L’Iran refuse toute négociation de cessez-le-feu tant qu’il est attaqué par Israël
L’Iran refuse toute négociation de cessez-le-feu tant qu’il est attaqué par Israël

Alors que les tensions militaires s’intensifient au Moyen-Orient, l’Iran a informé les médiateurs du Qatar et d’Oman qu’il n’entamera pas de négociations de cessez-le-feu avec les États-Unis tant qu’il reste sous les frappes israéliennes. C’est ce qu’a déclaré un responsable au fait des échanges diplomatiques à l’agence Reuters dimanche, sous couvert d’anonymat en raison de la sensibilité du dossier.

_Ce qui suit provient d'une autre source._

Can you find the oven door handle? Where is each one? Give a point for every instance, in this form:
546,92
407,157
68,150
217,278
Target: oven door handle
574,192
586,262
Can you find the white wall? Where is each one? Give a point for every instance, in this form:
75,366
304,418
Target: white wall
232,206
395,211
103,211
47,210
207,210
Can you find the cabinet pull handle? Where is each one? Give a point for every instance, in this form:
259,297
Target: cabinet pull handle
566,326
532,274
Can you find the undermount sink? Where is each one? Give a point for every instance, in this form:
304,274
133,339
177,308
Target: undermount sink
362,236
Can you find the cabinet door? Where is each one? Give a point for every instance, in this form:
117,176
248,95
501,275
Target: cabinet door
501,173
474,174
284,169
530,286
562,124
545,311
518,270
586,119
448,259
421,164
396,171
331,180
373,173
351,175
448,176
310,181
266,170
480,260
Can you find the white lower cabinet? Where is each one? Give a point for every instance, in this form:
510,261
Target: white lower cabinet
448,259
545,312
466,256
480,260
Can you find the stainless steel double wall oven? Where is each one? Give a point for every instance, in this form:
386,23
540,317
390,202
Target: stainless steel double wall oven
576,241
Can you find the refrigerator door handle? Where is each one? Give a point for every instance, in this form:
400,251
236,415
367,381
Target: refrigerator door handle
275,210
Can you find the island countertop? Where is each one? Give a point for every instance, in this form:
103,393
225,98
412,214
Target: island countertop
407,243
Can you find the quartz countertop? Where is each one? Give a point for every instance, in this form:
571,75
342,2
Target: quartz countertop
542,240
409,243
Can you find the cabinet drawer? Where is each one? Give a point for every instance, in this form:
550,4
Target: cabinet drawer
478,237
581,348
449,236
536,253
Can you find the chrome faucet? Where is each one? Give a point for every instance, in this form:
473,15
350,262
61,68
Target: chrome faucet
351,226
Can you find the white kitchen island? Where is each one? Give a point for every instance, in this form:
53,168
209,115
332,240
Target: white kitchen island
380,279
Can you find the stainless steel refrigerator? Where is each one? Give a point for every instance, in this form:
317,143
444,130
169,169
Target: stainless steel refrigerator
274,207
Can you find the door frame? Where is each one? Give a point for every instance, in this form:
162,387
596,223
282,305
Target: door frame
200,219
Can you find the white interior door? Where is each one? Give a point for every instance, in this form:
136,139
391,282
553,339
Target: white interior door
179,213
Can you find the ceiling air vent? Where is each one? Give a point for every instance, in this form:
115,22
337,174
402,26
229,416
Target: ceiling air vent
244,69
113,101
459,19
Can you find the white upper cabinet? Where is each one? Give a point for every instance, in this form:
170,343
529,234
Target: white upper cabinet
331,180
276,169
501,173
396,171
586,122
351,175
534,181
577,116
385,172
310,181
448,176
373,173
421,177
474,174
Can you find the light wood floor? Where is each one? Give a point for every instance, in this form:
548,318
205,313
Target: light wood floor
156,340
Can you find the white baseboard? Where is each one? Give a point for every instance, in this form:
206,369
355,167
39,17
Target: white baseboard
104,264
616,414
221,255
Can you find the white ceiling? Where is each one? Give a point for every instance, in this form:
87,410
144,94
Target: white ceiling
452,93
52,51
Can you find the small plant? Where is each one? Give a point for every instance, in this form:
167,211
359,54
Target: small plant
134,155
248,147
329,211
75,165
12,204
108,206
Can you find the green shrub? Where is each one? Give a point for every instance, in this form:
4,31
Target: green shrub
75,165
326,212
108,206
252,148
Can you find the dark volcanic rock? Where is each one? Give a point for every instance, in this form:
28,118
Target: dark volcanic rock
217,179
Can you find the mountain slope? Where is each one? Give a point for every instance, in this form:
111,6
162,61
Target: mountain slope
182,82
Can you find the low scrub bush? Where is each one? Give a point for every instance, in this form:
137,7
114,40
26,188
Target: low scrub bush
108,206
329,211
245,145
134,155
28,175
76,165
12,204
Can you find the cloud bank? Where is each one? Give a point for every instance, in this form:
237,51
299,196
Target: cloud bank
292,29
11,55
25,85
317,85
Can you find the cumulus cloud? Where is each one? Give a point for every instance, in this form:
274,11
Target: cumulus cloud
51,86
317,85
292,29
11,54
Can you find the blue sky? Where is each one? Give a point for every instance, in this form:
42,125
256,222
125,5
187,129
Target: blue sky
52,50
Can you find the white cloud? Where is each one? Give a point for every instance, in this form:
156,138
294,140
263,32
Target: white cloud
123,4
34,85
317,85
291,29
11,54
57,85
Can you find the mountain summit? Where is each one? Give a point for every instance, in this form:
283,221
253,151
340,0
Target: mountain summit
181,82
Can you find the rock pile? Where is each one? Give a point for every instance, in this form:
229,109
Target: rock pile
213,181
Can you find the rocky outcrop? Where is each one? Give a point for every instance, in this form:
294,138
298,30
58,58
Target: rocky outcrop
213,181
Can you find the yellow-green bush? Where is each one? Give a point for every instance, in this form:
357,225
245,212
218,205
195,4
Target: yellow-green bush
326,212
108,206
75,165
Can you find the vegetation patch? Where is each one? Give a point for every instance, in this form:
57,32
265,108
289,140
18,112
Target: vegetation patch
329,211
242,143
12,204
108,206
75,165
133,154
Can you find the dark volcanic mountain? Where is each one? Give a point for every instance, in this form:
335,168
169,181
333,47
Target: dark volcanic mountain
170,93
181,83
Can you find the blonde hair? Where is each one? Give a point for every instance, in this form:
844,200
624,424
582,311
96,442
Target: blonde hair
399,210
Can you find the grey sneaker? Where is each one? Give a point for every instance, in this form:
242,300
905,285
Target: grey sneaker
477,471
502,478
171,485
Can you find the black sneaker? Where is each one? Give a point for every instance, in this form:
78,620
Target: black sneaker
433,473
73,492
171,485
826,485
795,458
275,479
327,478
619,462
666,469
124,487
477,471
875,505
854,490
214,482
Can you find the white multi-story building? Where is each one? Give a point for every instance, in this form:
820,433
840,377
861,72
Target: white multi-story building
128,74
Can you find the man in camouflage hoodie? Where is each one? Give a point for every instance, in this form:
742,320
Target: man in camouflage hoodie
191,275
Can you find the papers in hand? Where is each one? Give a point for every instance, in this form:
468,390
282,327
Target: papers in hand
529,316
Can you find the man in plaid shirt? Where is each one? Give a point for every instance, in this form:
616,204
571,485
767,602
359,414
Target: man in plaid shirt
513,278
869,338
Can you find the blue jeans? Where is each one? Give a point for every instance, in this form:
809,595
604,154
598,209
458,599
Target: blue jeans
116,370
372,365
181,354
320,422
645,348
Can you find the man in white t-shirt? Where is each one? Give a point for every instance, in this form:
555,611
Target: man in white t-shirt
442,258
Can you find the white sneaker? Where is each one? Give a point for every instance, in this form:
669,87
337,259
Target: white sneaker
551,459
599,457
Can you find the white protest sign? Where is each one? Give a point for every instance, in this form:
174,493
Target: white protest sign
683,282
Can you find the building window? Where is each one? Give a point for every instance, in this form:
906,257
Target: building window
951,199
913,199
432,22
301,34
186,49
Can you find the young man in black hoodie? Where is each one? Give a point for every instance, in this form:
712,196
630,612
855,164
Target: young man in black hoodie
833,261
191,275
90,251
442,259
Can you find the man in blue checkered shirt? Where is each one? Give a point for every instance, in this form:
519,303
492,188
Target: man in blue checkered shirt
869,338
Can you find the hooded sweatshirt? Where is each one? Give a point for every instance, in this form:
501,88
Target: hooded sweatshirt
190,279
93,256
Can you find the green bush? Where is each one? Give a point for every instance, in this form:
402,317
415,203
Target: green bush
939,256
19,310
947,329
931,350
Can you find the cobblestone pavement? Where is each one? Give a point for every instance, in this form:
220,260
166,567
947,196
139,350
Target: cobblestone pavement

« Les Iraniens ont clairement indiqué aux médiateurs qu’ils ne seraient disposés à engager des discussions sérieuses qu’après avoir achevé leur riposte aux frappes préventives israéliennes », a précisé cette source. L’Iran considère toute tentative de négociation en pleine offensive comme une entrave à son droit de riposte face à l’agression.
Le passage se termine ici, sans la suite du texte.